Irritado Galo por lo que calificaba de ofensa a su
persona y dignidad, se aseguró en seguida del prefecto, colocando en derredor
suyo una guardia de protectores elegidos entre sus adeptos. Ante este
golpe de autoridad, Moncio, que entonces era cuestor, varón de ánimo irascible,
pero enemigo de violencias, creyó, por interés común, que debía intervenir
como mediador. Reunió a los jefes de las escuelas palatinas, y comenzó a
indicar delante de ellos, sin acritud alguna, que lo hecho no era
conveniente ni útil. Enardeciéndose poco a poco, levantó la voz y dijo con
amargura que después de aquel procedimiento no podía hacerse otra cosa que
derribar las estatuas del Emperador y condenar a muerte al prefecto. Galo
se levantó como serpiente herida cuando le repitieron estas palabras.
Preocupado ya por grandes ambiciones, y, por otra parte, incapaz de vacilar
acerca de los medios cuando se trataba de su propia seguridad, hizo armar
todas sus fuerzas, y, rechinando los dientes, dirigió estas palabras a los
atónitos soldados: «Ayudadme, buenos amigos; nuestro peligro es igual. Por
caso nuevo e inusitado, Moncio declama contra nosotros y enfáticamente nos
señala como refractarios, como rebeldes a la majestad imperial ¿Y por qué?

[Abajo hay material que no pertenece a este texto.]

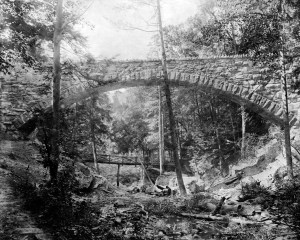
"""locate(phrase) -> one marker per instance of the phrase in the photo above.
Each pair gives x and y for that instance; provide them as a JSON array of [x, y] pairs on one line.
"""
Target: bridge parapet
[[233, 77]]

Porque un prefecto insolente ha faltado a sus deberes y le he puesto bajo
guardia para darle una lección.»
No necesitó más aquella soldadesca, ávida de
turbulencias. Moncio se encontraba cerca, y se lanzaron sobre aquel anciano
débil y enfermo, atándole fuertes cuerdas a las piernas y
arrastrándole casi descuartizado, casi sin aliento de vida hasta el
pretorio del prefecto. También cayeron sobre Domiciano, precipitáronle por
las escaleras, le agarrotaron con las mismas cuerdas, y juntos
fueron arrastrados de aquí para allá por toda la ciudad a la carrera de
sus verdugos. Pronto quedaron despedazados sus cadáveres, y todavía
continuaron pisoteando los troncos, haciendo desaparecer en ellos toda
forma humana, hasta que, satisfecha la ira de los soldados, los abandonaron a
la corriente del río. Una circunstancia había impulsado a aquellos
frenéticos a tales excesos de ira: la repentina presencia entre ellos de
un tal Lusco, que desempeñaba cargo público en la ciudad, y que, como entonador,
animando con la voz y el gesto, no había cesado de excitarles para que no se
detuviesen en tan buen camino: a éste malvado le quemaron vivo poco
después.
Al ser despedazado Moncio había pronunciado muchas
veces los nombres de Epigonio y Eusebio, pero sin añadir profesión ni cualidad.
Mucho se trabajó para descubrir a quiénes pertenecían aquellos nombres; y
con objeto de aprovechar la agitación de los ánimas, se trajo de Licia al
filósofo Epigonio, y de Emesa al elocuente orador Eusebio, denominado Pittaco.
Pero no eran éstos los designados por Moncio, sino los tribunos de las
manufacturas de armas, que habían prometido el socorro de sus depósitos en
el caso de que estallase alguna perturbación del orden.
Apolinar, yerno de Domiciano, y antes intendente
del palacio del César, recorría entonces, por orden de su suegro, los cantones
de la Mesopotamia, llevando el encargo, que desempeñaba con poca
discreción, de enterarse cautelosamente si Galo, en alguna correspondencia
íntima, había indicado pensamientos de alta ambición. Al tener noticia de
los acontecimientos de Antioquía, huyó Apolinar por la Armenia inferior,
procurando llegar a Constantinopla. Pero alcanzado en la fuga por una
partida de protectores, le llevaron a Antioquía, reduciéndole a estrecha prisión.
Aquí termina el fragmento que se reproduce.